On Wednesday, Israel approved a "minimal" increase in fuel supplies to prevent a "humanitarian collapse and the outbreak of epidemics in the south of the Gaza Strip", said Netanyahu's office.

UN Secretary-General Antonio Guterres warned he expects "public order to completely break down soon due to the desperate conditions" in Gaza, with "potentially irreversible implications for Palestinians as a whole".

Israeli Foreign Minister Eli Cohen lashed out after the UN chief invoked a rare UN procedure to call for a ceasefire, charging that this would support Hamas and that Guterres' tenure was "a danger to world peace".

"We, too, want this war to end," Israeli government spokesman Eylon Levy told reporters. "But it can only end in a way that ensures that Hamas can never attack our people again."

Fighting raged on unabated as Israeli forces pushed on in their battle to kill militants and destroy their infrastructure, arms depots and tunnel shafts, hundreds of which it said it had blown up.

Three more Israeli soldiers were killed, raising the toll inside Gaza to 86, said the military.

The army said in a morning briefing that troops had "killed Hamas terrorists and struck dozens of terror targets" in Khan Yunis and raided a military compound of Hamas's Central Jabalia Battalion.

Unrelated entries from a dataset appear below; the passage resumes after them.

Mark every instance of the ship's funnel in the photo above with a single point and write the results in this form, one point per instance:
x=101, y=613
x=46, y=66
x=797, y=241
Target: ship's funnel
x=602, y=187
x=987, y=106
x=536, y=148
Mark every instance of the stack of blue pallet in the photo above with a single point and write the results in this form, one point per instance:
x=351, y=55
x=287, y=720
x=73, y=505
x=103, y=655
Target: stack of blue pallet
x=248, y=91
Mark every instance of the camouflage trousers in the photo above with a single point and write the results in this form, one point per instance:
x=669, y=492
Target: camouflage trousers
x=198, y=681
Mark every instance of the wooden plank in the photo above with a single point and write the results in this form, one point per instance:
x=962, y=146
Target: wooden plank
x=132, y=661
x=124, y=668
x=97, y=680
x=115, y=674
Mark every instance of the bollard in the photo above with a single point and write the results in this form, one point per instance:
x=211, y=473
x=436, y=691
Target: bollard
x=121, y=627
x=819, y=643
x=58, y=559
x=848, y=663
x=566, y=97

Israeli naval forces had also "struck Hamas military compounds and infrastructure using precise ammunition and firing shells".

Hamas released footage of its fighters shooting AK-47 assault rifles and grenade launchers from inside abandoned buildings in what it said was Gaza City as fires flare outside and smoke billowed into the sky.

The Islamist group said on social media channel Telegram that its fighters were engaged in fierce battles against Israeli troops "on all axes of the incursion into the Gaza Strip".

It said it had destroyed two dozen military vehicles in Khan Yunis and in Beit Lahia in the north of the territory.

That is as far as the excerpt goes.